Приступая к осуществлению своих планов, примас 5 марта 1576 г. обратился к собравшимся в Кракове сенаторам и шляхте с предложением созвать 8 апреля в Варшаве съезд всех «частей» королевства, включая Литву и Пруссию. Одновременно были предприняты шаги для избавления от обязательств перед Максимилианом II. В своем послании (от 11 марта) императору сенаторы — сторонники Габсбургов — указывали, что, не выполнив своего обещания прибыть в Польшу через месяц после выборов, император поставил их в тяжелое положение, так что они могут быть вынуждены принять новые решения для спасения Речи Посполитой[356]. На сеймике Великого княжества, созванном М. Радзивиллом Рыжим в Геранонах в конце февраля 1576 г., литовские феодалы постановили назначить императору определенный срок для приезда в Речь Посполитую, «а не будет он к нам на тот срок, и ему-де у нас на государстве не быти»[357]. Из Литвы в Краков были также отправлены послы с предложением созвать съезд для выборов будущего монарха[358]. Литовские магнаты стремились согласовать свои действия с украинскими феодалами. Не случайно К. Радзивилл, отпуская Л. Новосильцева в Москву, просил, чтобы царь на будущих выборах обещал «обороняти… Волынь и Подолье от татар… и воинских людей своих давати… на помочь»[359]. 11 марта В. Лаурео писал, что наряду с литовцами кандидатуру царевича поддерживает «почти вся Волынь»[360].
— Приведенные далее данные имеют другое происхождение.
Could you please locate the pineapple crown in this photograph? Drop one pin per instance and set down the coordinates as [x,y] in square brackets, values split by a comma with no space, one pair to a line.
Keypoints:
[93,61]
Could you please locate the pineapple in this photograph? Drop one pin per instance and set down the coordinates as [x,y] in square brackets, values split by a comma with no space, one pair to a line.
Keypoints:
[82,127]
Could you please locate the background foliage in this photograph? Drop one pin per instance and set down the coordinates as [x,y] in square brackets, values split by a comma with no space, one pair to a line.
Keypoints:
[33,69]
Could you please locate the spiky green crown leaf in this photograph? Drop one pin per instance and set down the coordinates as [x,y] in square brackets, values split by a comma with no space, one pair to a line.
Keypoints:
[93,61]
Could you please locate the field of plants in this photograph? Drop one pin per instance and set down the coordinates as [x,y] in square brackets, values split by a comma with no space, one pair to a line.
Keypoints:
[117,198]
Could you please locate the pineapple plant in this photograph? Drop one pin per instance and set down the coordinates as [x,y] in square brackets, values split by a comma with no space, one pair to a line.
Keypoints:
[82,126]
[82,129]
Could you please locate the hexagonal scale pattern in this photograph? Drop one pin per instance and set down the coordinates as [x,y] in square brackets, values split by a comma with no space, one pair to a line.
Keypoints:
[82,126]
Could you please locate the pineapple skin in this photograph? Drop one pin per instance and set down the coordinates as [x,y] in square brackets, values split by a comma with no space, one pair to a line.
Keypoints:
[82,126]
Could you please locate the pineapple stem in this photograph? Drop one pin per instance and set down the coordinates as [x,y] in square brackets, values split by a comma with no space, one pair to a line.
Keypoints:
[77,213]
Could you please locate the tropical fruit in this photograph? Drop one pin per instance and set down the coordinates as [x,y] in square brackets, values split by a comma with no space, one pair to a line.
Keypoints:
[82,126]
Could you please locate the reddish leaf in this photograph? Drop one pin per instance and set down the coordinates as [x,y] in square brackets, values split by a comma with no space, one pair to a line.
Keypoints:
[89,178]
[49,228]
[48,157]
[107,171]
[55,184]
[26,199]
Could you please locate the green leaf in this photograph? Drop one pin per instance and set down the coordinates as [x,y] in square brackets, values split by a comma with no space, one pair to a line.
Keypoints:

Как с беспокойством сообщал папский нунций в Рим, Я. Уханьский и его сторонники были даже готовы не требовать перехода царевича в католицизм, ограничившись его согласием короноваться и причаститься по латинскому обряду с разрешения московского митрополита[361]. Это обстоятельство ясно свидетельствует о том, что в субъективном желании осуществить свой план у сторонников царевича недостатка не было. Гораздо хуже обстояло дело с необходимыми для этого реальными силами. Правда, в Великом княжестве весной 1576 г. позиции этой группировки оказались довольно сильными: на сеймике Великого княжества в Гродно в апреле 1576 г. сторонники царевича Федора явно преобладали[362]. Однако совершенно иным было положение на главных землях Короны. Здесь положение полностью контролировалось сторонниками С. Батория, позиции которых были настолько сильны, что они не чувствовали никакой необходимости искать компромисса с кучкой сенаторов, собравшихся в Ловиче вокруг примаса, тем более что к весне 1576 г. соглашения с С. Баторием стала энергично искать и целая группа литовских сенаторов во главе с Я. Ходкевичем.
Явная слабость позиций группировки примаса в Короне не укрылась и от внимания Л. Новосильцева, вернувшегося в Москву 20 апреля 1576 г. В своем статейном списке он сообщал и о занятии сторонниками С. Батория Кракова, и о переходе на их сторону виднейших коронных сенаторов, а сторонники примаса были выразительно обозначены термином «панове — рада Мазовецкого княжества» — по единственной территории, подчинявшейся руководству примаса[363]. По-видимому, именно сознавая всю ненадежность задуманной политической комбинации, царь и его советники не нашли нужным дать ответ на предложения М. Радзивилла и Я. Уханьского. Развитие событий в ближайшее же время полностью оправдало такую сдержанность. Когда С. Ваторий прибыл в Краков и дал понять, что он готов амнистировать организаторов, элекции императора[364], в лагере оппозиции наступил полный развал. Период, второго «бескоролевья» закончился.
Русское правительство за эти годы пришло к пониманию того, что его программа политического переустройства Восточной Европы неприемлема для господствующего класса Речи Посполитой. «Колебания» и «нерешительность» царя и его советников в отстаивании своего плана довольно точно отражали постепенное осознание этого факта русскими политиками. В дальнейшем мы увидим, на каких путях они пробовали искать выхода из создавшегося положения. Менее значительными были сдвиги во взглядах идеологов различных течений польско-литовских феодалов. Правда, польско-литовская магнатерия решительно исключила московскую кандидатуру из числа приемлемых претендентов на польский трон, но прежде всего из-за отрицательного отношения лично к Ивану IV, о чем говорит тот явный интерес, который в этой среде продолжали проявлять к проектам выбора «царевича». Что касается шляхетских политиков, то их воззрения мало изменились по сравнению с началом 70-х годов XVI в. Слабо наметившаяся тенденция к пересмотру первоначальных построений не получила развития главным образом потому, что так и не состоялись переговоры об условиях «соединения» между шляхтой и официальными русскими представителями.